Kraje Unii powinny teraz ukierunkować na nowo swoje relacje z NATO – tę opinie powtarzali uczestnicy debaty „Europejski sen o potędze; co dalej z Europejską Polityką Bezpieczeństwa". Jednak i tu było widać różnice w opiniach, utrudniające wypracowanie wspólnej polityki.
Podczas gdy Roland Freudenstein, zastępca dyrektora belgijskiego Centrum Badań Europejskich, mówił o agresji rosyjskiej na Ukrainę i zagrożeniu ze strony Rosji, siedząca obok Anne–Marie Lizin–Vanderspeeten, honorowa przewodnicząca senatu Belgii, twierdziła, że Europa nie powinna tak mocno naciskać na Rosję, tym bardziej, że nie jest gotowa na długoterminowe efekty antyrosyjskich sankcji.
– Unia wprowadziła je zbyt późno i na zbyt małą skalę – podkreślał z kolei litewski eurodeputowany Gabrielius Landsbergis, przypominając że nadal są realizowane duże zamówienia zbrojeniowe do Rosji (francuski kontrakt na okręty desantowe Mistral, dopiero wczoraj, juz po tej debacie Francja zapowiedziała zawieszenie przekazania pierwszego okrętu – red.).

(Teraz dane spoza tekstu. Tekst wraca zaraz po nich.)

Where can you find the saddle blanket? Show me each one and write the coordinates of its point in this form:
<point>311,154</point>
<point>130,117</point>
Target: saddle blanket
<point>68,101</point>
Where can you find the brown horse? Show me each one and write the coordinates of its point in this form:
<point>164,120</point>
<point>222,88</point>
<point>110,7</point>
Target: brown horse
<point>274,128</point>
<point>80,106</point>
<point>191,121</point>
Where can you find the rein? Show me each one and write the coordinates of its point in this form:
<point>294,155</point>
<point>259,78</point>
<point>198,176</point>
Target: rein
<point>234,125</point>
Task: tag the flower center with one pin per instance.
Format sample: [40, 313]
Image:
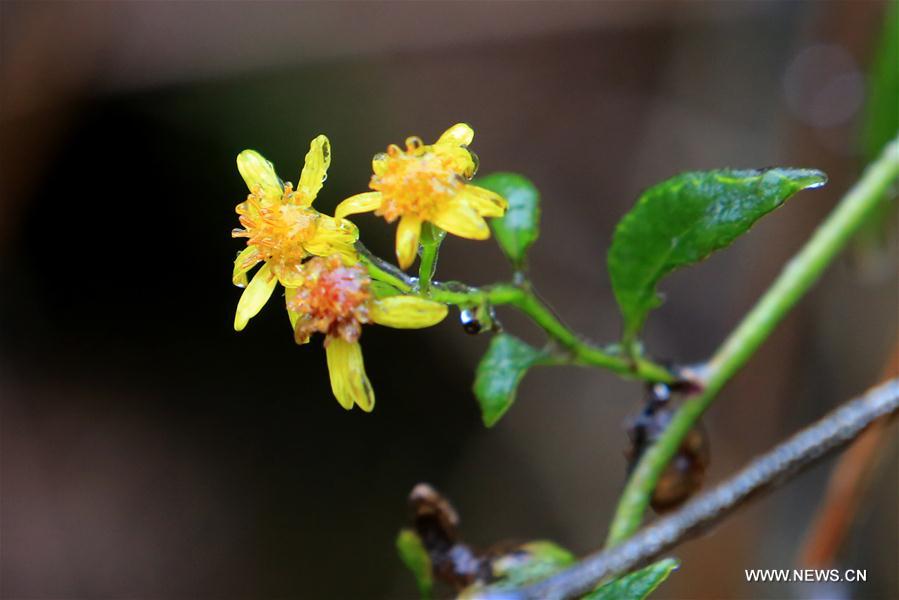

–Skoro tak duży kraj jak Francja realizuje zamówienia do Rosji, to inne kraje powinny móc dostarczać sprzęt dla Ukrainy – argumentował Geoff Hoon, dyrektor zarządzający firmy zbrojeniowej AgustaWestland, były brytyjski minister obrony. Freudenstein widzi szanse w nowym przewodniczącym Rady Europejskiej i nowej szefowej unijnej dyplomacji, którzy będą musieli współtworzyć silniejszą wspólną politykę obronną Wspólnoty. – Trzeba też popracować nad niezależnością energetycznej Unii, a Donald Tusk miał tu ciekawe propozycje – przypominał. Geoff Hoon nie krył nadziei, że kraje UE będą bardziej ambitne w strategii obronnej. Przypominał, że przemysł obronny jest jedną z niewielu branż, na które państwa mają bezpośredni wpływ.
—a.b.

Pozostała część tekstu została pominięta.